Screenshot showing Family designation for the FlowerScreenshot showing Genus designation for the FlowerScreenshot showing Species designation for the Flower

Fun fact, white snakeroot is the most common flower in New York.

Once you get to the species level, you can take a picture and the observation is saved within the Seek app. This by default is only saved locally and not shared with the community. If you’re up for some citizen science, we can upload it separately! If you like to use your phone for that you can use the iNaturalist app (Android) (Apple).

Within the app, create a new observation and select “choose image”. Then navigate to your Seek folder and select the image you want to upload.

You should then see a screen similar to this one:

Screenshot showing new observation page where the user can fill out the species information and other notes.

If your image contains geotagged information then it will use that to populate the location field.

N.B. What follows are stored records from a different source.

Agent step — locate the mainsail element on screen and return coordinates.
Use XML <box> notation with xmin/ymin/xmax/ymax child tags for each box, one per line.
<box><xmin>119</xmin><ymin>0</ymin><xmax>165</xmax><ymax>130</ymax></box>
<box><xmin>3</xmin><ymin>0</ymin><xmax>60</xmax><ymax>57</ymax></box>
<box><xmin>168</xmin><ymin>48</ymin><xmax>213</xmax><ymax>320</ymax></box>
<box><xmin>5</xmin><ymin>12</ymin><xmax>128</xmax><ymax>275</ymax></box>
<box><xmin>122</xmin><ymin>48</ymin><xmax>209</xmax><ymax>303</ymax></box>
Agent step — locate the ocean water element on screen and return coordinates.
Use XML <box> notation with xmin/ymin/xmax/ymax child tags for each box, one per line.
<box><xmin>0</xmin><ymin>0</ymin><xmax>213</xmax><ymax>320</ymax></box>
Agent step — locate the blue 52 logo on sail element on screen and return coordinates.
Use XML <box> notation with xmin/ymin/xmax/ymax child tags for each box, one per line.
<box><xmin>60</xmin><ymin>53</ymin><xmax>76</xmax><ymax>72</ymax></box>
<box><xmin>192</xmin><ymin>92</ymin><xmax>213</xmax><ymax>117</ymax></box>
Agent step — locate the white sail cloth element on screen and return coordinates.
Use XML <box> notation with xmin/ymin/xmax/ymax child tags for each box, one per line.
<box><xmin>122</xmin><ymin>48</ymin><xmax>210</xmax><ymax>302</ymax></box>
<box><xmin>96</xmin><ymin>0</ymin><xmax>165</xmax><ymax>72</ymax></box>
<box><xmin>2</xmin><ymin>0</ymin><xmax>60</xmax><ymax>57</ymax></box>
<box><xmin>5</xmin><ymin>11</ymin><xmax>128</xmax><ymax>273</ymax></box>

You can also change the location visibility to obscured or private instead of public if you’d like. If you’re not in a park or preserve, but instead at a garden or other areas with hand-placed plants you should mark it as cultivated. Though if you need more detail, the iNaturalist FAQ explains it in depth.

When you click on “What did you see?”, you’ll see a new screen with the level of depth they were able to identify it at and nearby organisms that are visually similar.

Screenshot showing most specific classification made and visually similar and nearby species.

Once you select the species you’re ready to publish the observation! This will generate a unique URL for the observation. For example, my white snakeroot observation. If another community member agrees with your classification and the observation has enough supporting metadata, then it could become research grade!

Research grade observations gets used by scientists for research which may also help improve the image classification algorithm for all. Happy identifying!